Which is when Silvestre Reyes announced an investigation into all the lies CIA told Congress (though see Bill Leonard’s lack of sympathy here). Which, six months later, documented 5 different programs or events CIA lied to Congress about.

In response, both intelligence committees passed intelligence authorization to mandate further briefings. Which the White House, again, tried to defeat with a veto threat.

Which really pissed Nancy Pelosi off.  In an interview with me in July 2010, Pelosi stated that if the Administration did not expand the briefing on programs, it would have to take responsibility if anything went wrong.

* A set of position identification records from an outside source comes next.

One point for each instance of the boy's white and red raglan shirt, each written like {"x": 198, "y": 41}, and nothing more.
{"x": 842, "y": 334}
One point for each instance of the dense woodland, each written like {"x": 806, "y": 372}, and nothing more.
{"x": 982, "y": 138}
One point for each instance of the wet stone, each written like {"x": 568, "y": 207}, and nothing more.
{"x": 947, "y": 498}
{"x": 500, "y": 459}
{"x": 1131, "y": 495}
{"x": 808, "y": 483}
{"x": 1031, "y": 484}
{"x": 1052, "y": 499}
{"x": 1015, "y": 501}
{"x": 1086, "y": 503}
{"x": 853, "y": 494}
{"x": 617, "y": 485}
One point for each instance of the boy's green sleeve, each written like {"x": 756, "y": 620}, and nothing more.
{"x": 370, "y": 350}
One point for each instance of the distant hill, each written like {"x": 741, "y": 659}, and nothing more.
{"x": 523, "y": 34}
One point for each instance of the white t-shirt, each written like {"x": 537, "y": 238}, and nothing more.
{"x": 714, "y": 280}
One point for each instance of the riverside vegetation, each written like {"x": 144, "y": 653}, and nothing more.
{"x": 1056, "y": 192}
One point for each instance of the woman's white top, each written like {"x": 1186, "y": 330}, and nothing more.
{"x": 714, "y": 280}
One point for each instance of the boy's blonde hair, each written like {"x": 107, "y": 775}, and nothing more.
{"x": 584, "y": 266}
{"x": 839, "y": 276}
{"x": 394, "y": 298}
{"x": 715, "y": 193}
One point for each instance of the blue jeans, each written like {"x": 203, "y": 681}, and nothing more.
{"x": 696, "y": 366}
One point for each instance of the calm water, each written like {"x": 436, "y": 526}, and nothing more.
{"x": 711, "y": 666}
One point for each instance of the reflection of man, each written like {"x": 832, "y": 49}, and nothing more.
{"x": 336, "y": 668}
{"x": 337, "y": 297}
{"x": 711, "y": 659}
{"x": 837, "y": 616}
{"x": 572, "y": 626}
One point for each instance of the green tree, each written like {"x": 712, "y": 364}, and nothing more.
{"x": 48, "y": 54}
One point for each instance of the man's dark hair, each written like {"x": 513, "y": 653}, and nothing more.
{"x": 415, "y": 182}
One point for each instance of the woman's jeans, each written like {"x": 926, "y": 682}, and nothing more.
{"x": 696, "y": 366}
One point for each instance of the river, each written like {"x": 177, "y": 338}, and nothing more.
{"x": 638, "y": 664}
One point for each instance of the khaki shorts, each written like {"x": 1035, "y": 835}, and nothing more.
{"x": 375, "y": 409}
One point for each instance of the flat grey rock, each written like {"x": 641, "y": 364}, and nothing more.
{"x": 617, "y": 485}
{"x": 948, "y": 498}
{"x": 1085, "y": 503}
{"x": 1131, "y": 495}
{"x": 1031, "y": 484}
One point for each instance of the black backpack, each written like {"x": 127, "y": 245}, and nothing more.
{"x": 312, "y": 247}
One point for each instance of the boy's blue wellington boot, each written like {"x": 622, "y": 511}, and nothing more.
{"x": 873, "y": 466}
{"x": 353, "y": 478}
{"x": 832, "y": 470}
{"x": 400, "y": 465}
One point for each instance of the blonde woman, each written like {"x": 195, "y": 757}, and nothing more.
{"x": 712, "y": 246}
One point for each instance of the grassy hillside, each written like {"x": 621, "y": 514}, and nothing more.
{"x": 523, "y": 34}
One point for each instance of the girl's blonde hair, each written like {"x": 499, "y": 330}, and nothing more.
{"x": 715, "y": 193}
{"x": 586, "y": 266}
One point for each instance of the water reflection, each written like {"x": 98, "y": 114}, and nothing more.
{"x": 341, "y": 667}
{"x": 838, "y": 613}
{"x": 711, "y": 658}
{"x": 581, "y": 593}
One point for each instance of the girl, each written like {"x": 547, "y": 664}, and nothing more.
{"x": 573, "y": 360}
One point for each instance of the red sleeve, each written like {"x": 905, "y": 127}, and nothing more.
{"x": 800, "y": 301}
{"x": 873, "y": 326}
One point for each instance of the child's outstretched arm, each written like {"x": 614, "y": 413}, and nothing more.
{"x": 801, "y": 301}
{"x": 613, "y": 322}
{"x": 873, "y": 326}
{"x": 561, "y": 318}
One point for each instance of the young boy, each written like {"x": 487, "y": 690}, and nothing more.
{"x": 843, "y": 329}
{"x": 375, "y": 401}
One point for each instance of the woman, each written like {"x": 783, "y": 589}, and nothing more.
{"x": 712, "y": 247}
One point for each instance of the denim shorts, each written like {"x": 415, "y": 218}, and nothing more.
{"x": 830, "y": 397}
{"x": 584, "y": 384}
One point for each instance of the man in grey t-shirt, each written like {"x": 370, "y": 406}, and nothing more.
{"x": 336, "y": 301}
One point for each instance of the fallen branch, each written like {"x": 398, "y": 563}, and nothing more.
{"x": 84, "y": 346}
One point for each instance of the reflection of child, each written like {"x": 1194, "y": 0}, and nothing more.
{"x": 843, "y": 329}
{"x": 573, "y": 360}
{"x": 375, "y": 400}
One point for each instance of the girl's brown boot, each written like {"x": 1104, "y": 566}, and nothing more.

And if they don’t want to do that then it has to be very clear. I think the Administration does not make, I think it’s not right to deprive the members of Congress of information with the idea that we’re going to jeopardize the national security of our country. Of course we are not. And every safeguard is built into what we have in our legislation, sources and methods, you know what the list would be.

[snip]

if the Administration wants to take full responsibility for anything that happens. But that’s not right. Because we passed these bills. And we should be able to pass a bill that gives us the the right–how dare the Administration say they would veto the bill?

Ultimately, the 2010 Intelligence Authorization did normally require briefing of the full committees within six months after a program started.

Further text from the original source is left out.